Security with object-capabilities

(abstract; video; slides)

I found this interesting, but a little too theoretical. Object capabilities are a completely orthogonal way to access control lists as a way model security and permissions. It was hard for me to see how we could apply this to the systems we're building.

Awaken your home

(abstract; video)

A really cool intro to the Home Assistant project, which integrates all kinds of IoT type things in your home. E.g. Nest, Sonos, IFTTT, OpenWrt, light bulbs, switches, automatic sprinkler systems. I'm definitely going to give this a try once I free up my raspberry pi.

Finding closure with closures

(abstract; video)

A very entertaining session about closures in Python. Does Python even have closures? (yes!)

Life cycle of a Python class

(abstract; video)

Lots of good information about how classes work in Python, including some details about meta-classes. I think I understand meta-classes better after having attended this session.
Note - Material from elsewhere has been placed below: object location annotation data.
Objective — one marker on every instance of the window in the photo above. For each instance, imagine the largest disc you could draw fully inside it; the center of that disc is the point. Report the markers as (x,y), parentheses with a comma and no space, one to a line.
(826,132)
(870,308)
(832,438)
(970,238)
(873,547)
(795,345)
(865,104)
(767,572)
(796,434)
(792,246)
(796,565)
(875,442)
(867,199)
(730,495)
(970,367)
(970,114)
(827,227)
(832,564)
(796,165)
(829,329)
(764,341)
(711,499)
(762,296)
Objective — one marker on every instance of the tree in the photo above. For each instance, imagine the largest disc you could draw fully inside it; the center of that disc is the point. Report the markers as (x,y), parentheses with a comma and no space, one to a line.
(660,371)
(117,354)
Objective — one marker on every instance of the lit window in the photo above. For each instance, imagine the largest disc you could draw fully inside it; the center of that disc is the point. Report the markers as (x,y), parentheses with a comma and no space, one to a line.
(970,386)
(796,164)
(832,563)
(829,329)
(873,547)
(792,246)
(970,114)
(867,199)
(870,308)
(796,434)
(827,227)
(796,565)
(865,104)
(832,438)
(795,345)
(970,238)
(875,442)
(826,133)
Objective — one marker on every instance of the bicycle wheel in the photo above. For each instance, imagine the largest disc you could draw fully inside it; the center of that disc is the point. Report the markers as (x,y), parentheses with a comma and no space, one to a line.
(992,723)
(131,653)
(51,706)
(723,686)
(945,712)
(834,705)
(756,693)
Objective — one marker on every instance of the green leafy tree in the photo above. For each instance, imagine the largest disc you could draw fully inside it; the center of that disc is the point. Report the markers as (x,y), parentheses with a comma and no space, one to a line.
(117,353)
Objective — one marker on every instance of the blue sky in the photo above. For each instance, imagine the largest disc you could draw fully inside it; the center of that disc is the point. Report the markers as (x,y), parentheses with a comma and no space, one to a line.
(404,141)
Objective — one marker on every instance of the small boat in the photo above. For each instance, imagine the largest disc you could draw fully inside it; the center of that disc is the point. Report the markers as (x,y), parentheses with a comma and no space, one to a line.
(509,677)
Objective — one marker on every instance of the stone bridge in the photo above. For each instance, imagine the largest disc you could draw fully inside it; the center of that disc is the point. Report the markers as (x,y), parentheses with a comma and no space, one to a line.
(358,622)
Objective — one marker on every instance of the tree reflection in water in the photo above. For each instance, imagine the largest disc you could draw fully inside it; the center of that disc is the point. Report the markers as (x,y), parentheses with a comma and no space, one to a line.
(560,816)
I still don't get descriptors though!

(I hope Mike learns soon that __new__ is pronounced "dunder new" and not "under under new"!)

Deep learning

(abstract; video)

Very good presentation about getting started with deep learning. There are lots of great libraries and pre-trained neural networks out there to get started with!

Building protocol libraries the right way

(abstract; video)

I really enjoyed this talk. Cory Benfield describes the importance of keeping a clean separation between your protocol parsing code, and your IO. It not only makes things more testable, but makes code more reusable. Nearly every HTTP library in the Python ecosystem needs to re-implement its own HTTP parsing code, since all the existing code is tightly coupled to the network IO calls.

Tuesday

Guido's Keynote

(video)

Some interesting notes in here about the history of Python, and a look at what's coming in 3.6.

Click

(abstract; video)

An intro to the click module for creating beautiful command line interfaces.

I like that click helps you to build testable CLIs.

HTTP/2 and asynchronous APIs

(abstract; video)

A good introduction to what HTTP/2 can do, and why it's such an improvement over HTTP/1.x.

Remote calls != local calls

(abstract; video)

Really good talk about failing gracefully. He covered some familiar topics like adding timeouts and retries to things that can fail, but also introduced to me the concept of circuit breakers. The idea with a circuit breaker is to prevent talking to services you know are down. For example, if you have failed to get a response from service X the past 5 times due to timeouts or errors, then open the circuit breaker for a set amount of time. Future calls to service X from your application will be intercepted, and will fail early. This can avoid hammering a service while it's in an error state, and works well in combination with timeouts and retries of course.

I was thinking quite a bit about Ben's redo module during this talk. It's a great module for handling retries!

Diving into the wreck

(abstract; video)

A look into diagnosing performance problems in applications. Some neat tools and techniques introduced here, but I felt he blamed the DB a little too much :)

Wednesday

Magic Wormhole

(abstract; video; slides)

I didn't end up going to this talk, but I did have a chance to chat with Brian before. magic-wormhole is a tool to safely transfer files from one computer to another. Think scp, but without needing ssh keys set up already, or direct network flows. Very neat tool!

Computational Physics

(abstract; video)

How to do planetary orbit simulations in Python. Pretty interesting talk, he introduced me to Feynman, and some of the important characteristics of the simulation methods introduced.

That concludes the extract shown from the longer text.